What if there's another software in another language you want to interoperate with? What if you want to avoid containers with their complexity and dubious security record?
The best formulation I saw is "containers are a solution to the Rube Goldberg Machine development pattern".
Since dependency resolution problems are hard for many popular languages (Node, Python, Ruby), you are not going to enjoy sharing the installed packages between two apps. Same with shared libraries for compiled languages.
Otherwise something like Nix + cgroups-based runner had a chance to suffice.
There is a lot of infrastructure around security and availability that isn't yet achiveable with off the shelf software. So ideally you use containers to define dependencies and deployment, and deploy into a proper environment.

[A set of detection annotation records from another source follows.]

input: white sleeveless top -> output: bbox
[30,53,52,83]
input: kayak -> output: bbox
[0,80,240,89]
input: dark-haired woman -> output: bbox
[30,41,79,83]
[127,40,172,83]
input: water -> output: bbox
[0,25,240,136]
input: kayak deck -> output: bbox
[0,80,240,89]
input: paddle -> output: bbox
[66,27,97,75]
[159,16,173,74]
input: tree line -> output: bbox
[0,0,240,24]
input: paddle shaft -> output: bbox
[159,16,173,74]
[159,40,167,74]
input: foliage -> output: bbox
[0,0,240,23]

That's a very basic example. Let's say your program also depends on ffmpeg to convert some images, psql to interact with a database and a few other non-library dependencies.
With containers you can trivially ensure those are always present and with the correct versions.
Plus containers do give you some security benefits when compared to running natively.
Sounds like containers could be OS built-in for non-cli applications? Any app can be containerized so that adds a level of isolation and security. I actually use containers whenever I can so I don't worry about left over garbage.
Agree 100%. In addition to language frameworks, as you say, you also have orchestration, application definition, failover, storage persistence, etc. services that can be made largely portable between providers. Containers, while probably not necessary, likely help by letting you decompose things and package them up in a way that you can move them between providers.
Oh, I love containers and do most my work in them. However I also mind that that production needs are different than developer needs and have seen too many cases where containers made security audits (a new openssl update - where do I have to apply it?) hard ... and certificates triggered me ;)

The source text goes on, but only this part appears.